The tropical rain forest is a warm and wet land, filled with exotic creatures and vegetation. An ecosystem is an area of land where all the plants, animals, microorganisms and environment work together to maintain a perfect balance. Tropical rain forest biomes, or collections of individual ecosystems, contain 80 percent of the earth’s biodiversity, according to Rain Forest Facts. This means most of the world’s plants, animals, insects and birds live in tropical rain forest ecosystems.
The Amazon is the world’s largest tropical rain forest with Central African rain forests ranking second largest. Tropical rain forests in the Americas include Brazil’s east coast, the eastern parts of all countries in Central America and southern Mexico. Tropical rain forest ecosystems are located in Southeast Asia, the eastern half of Madagascar, northern Australia and most Pacific islands.
Rain forests contain four main layers, top to bottom. Trees make up the top layer, known as the emergent layer, followed by the canopy, the understory and the ground layers. The ground layers are quite dark and humid, receiving less than 3 percent of the sun shining on the forest.
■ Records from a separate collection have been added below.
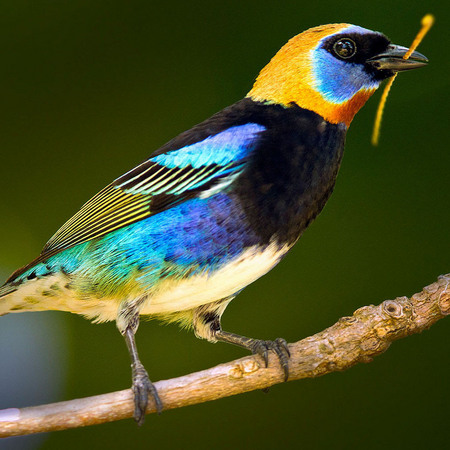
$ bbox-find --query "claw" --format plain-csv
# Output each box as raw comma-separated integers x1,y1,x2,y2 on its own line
132,364,163,426
250,338,291,381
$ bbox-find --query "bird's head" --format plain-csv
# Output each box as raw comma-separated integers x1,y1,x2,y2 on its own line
247,23,428,126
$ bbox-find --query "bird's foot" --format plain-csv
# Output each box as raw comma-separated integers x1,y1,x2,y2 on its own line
248,338,291,381
131,363,163,425
214,330,291,381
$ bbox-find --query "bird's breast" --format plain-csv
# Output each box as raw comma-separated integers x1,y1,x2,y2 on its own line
235,101,347,245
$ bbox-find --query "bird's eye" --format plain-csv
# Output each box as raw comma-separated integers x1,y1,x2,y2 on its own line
333,38,356,59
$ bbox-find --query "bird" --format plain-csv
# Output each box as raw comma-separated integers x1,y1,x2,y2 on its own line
0,23,428,424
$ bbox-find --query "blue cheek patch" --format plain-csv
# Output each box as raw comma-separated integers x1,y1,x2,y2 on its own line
312,48,379,104
150,123,265,169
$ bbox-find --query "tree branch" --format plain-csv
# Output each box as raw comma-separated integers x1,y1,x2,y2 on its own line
0,274,450,437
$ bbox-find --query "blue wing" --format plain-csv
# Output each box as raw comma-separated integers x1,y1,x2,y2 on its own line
38,123,265,255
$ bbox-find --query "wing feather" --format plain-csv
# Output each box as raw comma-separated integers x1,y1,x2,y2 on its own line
39,123,264,260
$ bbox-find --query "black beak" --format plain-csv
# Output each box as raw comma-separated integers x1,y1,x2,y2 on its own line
366,44,428,72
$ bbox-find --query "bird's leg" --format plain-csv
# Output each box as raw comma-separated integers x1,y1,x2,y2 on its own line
193,298,291,381
117,302,163,425
214,329,291,381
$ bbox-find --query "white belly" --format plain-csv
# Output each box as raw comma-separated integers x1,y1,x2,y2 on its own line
140,245,289,315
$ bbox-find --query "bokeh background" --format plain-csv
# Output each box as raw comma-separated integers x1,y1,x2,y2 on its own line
0,0,450,450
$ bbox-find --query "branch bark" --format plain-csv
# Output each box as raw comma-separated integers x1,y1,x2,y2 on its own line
0,274,450,437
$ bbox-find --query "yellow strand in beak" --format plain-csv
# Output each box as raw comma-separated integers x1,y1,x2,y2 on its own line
372,14,434,146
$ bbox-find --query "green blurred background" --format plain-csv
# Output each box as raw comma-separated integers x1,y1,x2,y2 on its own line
0,0,450,450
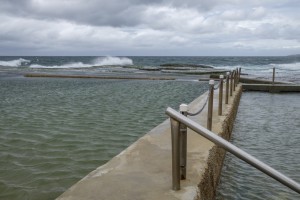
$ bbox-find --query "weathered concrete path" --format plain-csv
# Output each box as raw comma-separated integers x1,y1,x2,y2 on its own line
57,85,241,200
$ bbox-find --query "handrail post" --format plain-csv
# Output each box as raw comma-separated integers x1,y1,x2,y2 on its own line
218,75,224,115
272,67,275,85
238,67,242,83
166,108,300,194
207,80,215,131
230,71,233,96
235,68,239,87
225,72,230,104
170,118,180,190
233,70,236,91
179,104,188,180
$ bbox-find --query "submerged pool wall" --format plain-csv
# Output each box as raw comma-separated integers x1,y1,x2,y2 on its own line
57,85,242,200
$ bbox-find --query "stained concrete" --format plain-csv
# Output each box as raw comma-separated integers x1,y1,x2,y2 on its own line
57,85,241,200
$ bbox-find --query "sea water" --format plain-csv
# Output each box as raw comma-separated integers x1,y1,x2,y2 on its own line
0,56,300,200
216,92,300,200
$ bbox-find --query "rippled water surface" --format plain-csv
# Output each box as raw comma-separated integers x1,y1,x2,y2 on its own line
217,92,300,200
0,77,207,200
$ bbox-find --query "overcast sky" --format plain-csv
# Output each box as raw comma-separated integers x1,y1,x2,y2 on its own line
0,0,300,56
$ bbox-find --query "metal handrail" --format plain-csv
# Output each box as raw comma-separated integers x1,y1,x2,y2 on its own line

Ferns and palm plants grow on this lowest layer, and small trees make up the understory. The canopy, containing most of the leaves, is full of beetles, caterpillars and other plant-eaters.
Each layer has its own ecosystem, or assortment of animals and plants living in balance within it. Additionally, each layer plays a part in the larger tropical rain forest ecosystem -- what happens to one layer directly affects life on the other layers. For example, when a tree loses a branch on the uppermost, emergent layer, light falls onto the normally dark forest floor. This tree branch may even contain seeds. The warm, wet air causes the tree branch to begin rotting. Buzzing insects feed on the decomposing branch and leaves, attracting birds and other insect-loving animals. These animals may even consume the seeds and deposit them on the ground where they germinate in the warm, humid air. The hole in the emergent layer, caused by the fallen branch, provides light for the seedlings
Tropical rain forests are warm because they are located in a belt along earth’s equator. Temperatures typically range from 75 to 88 degrees all year long, according to the JASON Foundation for Education. Rain forests get a lot of rain -- about 80 inches each year. The rain leaches important nutrients from the dirt, making rain forest soil poor for farming but a rich place for tropical flora and fauna. Warm, moist air makes leaves decompose faster, providing food for creatures living at the forest floor.
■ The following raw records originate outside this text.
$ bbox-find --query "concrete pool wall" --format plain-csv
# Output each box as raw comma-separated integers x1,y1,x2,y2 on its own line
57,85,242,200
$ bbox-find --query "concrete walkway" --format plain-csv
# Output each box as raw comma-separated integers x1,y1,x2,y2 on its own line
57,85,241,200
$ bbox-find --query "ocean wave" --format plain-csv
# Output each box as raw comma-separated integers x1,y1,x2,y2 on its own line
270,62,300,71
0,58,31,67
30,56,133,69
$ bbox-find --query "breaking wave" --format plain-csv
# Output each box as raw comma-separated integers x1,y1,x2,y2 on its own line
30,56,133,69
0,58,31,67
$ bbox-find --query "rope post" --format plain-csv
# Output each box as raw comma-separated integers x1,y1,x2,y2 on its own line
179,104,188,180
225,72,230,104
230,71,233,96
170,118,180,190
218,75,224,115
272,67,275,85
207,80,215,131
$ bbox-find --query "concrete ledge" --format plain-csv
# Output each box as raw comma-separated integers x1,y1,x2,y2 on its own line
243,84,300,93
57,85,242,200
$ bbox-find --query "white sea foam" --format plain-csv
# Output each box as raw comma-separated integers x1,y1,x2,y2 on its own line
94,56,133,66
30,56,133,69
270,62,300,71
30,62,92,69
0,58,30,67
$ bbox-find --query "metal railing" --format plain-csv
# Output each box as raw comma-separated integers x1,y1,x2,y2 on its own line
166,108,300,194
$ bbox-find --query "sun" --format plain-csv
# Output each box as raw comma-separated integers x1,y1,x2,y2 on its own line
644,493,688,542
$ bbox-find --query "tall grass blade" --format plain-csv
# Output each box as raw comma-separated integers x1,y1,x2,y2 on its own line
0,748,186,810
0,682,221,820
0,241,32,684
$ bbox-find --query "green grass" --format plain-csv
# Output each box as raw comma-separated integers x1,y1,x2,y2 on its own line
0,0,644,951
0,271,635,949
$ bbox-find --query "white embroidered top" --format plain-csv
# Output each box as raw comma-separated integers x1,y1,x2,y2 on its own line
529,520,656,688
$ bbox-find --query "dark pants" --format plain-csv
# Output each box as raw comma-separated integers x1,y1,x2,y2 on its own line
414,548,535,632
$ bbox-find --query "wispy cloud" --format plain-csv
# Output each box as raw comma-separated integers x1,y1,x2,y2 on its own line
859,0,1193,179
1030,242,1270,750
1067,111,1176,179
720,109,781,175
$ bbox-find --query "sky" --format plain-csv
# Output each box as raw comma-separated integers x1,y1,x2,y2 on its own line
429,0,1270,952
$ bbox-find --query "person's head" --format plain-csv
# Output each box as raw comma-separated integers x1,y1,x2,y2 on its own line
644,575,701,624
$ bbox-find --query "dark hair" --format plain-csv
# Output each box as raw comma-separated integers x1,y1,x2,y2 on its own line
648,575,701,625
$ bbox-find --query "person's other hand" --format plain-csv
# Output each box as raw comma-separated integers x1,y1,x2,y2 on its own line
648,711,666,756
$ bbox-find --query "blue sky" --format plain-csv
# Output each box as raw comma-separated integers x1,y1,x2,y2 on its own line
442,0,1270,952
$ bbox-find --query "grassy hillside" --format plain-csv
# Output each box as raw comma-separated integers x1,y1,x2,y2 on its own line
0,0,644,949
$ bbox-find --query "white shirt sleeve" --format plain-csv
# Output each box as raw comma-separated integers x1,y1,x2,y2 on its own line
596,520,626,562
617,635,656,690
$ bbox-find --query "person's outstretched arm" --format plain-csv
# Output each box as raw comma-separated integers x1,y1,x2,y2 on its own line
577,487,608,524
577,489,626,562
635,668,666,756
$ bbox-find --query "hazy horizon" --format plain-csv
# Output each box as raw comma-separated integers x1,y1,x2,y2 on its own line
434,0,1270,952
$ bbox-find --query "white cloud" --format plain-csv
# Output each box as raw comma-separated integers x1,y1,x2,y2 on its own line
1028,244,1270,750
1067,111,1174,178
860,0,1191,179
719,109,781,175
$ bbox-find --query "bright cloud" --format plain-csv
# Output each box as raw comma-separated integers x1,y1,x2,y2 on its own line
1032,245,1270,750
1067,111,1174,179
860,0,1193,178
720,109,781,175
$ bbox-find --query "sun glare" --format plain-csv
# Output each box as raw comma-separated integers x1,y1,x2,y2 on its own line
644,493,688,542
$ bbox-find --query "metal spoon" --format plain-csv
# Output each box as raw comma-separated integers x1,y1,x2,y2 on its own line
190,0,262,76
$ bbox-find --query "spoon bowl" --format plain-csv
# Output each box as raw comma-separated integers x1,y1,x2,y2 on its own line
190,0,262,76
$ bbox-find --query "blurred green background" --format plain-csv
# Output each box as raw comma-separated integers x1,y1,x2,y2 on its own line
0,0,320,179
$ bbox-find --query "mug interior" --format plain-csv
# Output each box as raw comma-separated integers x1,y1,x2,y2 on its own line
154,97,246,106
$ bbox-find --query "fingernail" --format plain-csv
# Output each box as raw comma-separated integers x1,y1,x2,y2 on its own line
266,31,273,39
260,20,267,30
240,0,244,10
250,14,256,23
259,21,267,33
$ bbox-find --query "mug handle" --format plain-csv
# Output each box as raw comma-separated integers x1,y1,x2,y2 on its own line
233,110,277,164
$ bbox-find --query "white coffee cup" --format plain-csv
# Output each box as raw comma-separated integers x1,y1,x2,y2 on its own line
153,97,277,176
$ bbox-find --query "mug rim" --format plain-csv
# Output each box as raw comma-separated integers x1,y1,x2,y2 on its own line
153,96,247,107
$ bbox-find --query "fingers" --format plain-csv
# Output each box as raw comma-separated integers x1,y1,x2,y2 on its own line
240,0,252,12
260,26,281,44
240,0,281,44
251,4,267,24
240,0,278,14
Tropical rain forests are crawling with spiders and insects. Biologists call this group of animals “arthropods,” a scientific name noting jointed legs and hard exoskeleton. Arthropods are important creatures because they eat leaves, leafy debris and animal waste. Many other animals rely on arthropods for food. Some arthropods, like leaf cutters, even stimulate new plant growth by pruning trees.
Insects are also an important part of the nutrient cycle of the tropical rain forest ecosystem. Though the rain forest gets most of its nutrients from dead matter on the forest floor, insects provide a significant amount of nutrients by eating vegetation and excreting waste products. Plants absorb this substance. Birds, animals and other insects rely on arthropods as a food source, which then keeps insect populations under control.